A enfermeira, depois que me identifiquei, admitiu que não teve tempo para procurar direito e que a minha mãe teria sugerido fazer o exame novamente. A mesma profissional garantiu que iria procurar (agora com mais tempo e dedicação) e sugeriu que eu fosse até o posto no dia seguinte. Foi o que fiz.
Não me surpreendi, nenhum pouco, quando cheguei no Posto e me deparei com o resultado do exame pronto para ser entregue.
Eu achei um desrespeito com a minha mãe, mas me apego ao caso dela para deixar claro que essa não é nenhuma situação isolada. A pessoa, principalmente idosa, que não tem um familiar capaz de lutar pelos direitos básicos, acaba sofrendo…
A minha mãe precisou ir três vezes à UBS Independência para conseguir algo que acredito deveria ser “agilizado” pelos tais agentes de saúde. Vou ser sincero. A minha mãe conhece a menina que trabalha no Bairro dela, mas viu ela, a última vez, em dezembro apenas.
Mas deixando de lado essa questão dos agentes e voltando ao atendimento do Posto.
Com o resultado em mãos, a minha mãe marcou uma consulta para a manhã desta segunda-feira. A funcionária que entregou o resultado do exame marcou a consulta (na minha frente).

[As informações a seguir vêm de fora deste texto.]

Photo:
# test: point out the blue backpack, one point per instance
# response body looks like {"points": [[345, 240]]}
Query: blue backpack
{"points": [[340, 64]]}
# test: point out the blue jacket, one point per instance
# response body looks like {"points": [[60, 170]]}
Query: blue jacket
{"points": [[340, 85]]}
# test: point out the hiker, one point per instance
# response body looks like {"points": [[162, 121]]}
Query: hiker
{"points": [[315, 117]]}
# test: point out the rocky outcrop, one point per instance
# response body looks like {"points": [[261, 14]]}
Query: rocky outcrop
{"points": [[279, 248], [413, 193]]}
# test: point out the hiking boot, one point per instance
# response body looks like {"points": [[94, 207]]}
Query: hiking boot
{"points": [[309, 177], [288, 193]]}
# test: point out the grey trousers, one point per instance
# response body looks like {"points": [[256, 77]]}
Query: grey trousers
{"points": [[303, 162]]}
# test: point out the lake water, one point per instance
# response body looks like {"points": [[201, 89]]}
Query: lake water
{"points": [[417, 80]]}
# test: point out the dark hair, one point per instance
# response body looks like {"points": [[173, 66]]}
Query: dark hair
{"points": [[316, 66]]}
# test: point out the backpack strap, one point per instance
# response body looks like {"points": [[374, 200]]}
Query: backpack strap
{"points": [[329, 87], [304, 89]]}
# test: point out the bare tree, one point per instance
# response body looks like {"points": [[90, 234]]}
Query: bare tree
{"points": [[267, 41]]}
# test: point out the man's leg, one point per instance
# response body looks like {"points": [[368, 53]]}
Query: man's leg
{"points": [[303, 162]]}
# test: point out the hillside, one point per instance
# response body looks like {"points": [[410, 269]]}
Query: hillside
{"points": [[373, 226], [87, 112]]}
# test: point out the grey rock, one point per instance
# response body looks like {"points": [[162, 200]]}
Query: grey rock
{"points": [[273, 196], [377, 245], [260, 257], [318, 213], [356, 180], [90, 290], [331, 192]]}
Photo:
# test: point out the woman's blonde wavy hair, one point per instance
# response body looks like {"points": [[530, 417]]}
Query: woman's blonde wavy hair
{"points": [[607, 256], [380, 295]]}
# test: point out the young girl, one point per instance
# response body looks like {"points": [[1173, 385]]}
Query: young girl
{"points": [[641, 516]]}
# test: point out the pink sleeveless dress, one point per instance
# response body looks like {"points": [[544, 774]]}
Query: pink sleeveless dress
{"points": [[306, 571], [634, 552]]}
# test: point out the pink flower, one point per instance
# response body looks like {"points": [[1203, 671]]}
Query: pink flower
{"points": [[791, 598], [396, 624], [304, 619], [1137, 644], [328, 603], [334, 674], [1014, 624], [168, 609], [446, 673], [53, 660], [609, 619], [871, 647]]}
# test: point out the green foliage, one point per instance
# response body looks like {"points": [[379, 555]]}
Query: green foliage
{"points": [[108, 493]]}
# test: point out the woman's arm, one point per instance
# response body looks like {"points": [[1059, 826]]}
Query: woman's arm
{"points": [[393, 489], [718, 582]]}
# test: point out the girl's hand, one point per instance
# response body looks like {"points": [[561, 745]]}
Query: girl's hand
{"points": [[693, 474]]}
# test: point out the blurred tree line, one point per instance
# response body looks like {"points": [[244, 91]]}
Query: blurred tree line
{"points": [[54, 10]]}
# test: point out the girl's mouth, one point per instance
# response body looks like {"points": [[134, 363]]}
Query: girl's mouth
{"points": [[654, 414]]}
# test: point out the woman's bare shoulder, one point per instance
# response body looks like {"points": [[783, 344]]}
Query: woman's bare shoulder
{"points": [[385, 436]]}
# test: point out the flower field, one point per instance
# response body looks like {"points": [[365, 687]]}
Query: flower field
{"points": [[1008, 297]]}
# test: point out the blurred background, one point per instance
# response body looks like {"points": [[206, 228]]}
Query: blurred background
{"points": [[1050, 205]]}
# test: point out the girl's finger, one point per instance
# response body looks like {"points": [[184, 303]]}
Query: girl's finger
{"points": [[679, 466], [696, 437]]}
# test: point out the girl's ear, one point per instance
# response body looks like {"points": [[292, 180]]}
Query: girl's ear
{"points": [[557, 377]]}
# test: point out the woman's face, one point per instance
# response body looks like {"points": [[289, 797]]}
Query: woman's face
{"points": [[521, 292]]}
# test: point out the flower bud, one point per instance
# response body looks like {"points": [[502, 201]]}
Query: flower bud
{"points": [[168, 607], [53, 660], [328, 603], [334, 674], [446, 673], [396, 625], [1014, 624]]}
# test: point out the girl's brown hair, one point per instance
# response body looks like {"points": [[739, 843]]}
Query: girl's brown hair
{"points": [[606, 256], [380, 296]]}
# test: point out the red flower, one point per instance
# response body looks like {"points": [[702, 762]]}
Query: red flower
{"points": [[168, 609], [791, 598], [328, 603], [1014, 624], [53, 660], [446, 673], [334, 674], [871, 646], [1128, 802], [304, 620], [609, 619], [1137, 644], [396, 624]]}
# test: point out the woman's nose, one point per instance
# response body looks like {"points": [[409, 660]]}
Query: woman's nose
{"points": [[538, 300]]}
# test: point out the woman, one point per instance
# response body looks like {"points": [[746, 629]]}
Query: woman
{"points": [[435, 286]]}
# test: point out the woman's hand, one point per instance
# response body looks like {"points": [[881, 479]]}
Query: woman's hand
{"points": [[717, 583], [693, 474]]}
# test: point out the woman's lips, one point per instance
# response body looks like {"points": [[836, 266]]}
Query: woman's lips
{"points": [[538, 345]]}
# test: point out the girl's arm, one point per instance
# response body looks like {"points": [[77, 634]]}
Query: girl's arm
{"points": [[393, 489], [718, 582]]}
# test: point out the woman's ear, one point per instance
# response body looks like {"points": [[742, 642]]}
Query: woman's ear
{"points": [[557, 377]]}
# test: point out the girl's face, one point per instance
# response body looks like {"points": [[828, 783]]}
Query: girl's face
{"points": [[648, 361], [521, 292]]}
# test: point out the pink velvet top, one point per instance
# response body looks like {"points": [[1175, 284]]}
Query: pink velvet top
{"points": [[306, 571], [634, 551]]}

A dona Mara levantou 6h30min e as 7 horas estava na frente do Posto. Outras sete pessoas já estavam lá. Outras pessoas chegaram depois. Uma delas, uma menina, marcou a consulta e foi para a casa, retornando mais tarde e sendo atendida primeiro que a minha mãe.
Vejam bem. A minha mãe chegou às 7 horas e foi atendida às 11 horas. Ela conta que várias pessoas chegaram depois e foram atendidas primeiro. Ela, e um senhor – que chegou antes da 7h, foram atendidos por último.
Eu conheço a minha mãe. Ela nunca iria questionar esse fato, assim como muitas outras pessoas idosas, que ficam nas filas aguardando atendimento, não reclamam. Aceitam um atendimento mal feito, como se fosse obrigação de servidores que estão recebendo dinheiro público para atender, e deveriam atender muito bem as pessoas.
Esse fato só vai se tornar público porque eu não aceito esse atendimento. Não concordo que tratem com descaso as pessoas humildes… E, a partir de hoje, vou começar a mostrar o que está errado (e o que está correto também) e que, muitas vezes, não chegam ao conhecimento dos nossos leitores.
Eu ouvi muito bem, da boca do senhor Prefeito e do Secretário da Saúde, que a Saúde iria melhorar. E melhorar, significa não permitir que pessoas idosas (e a minha mãe ficou cerca de duas semanas internada numa CTI e ainda está em tratamento) sejam tratadas de forma desumana.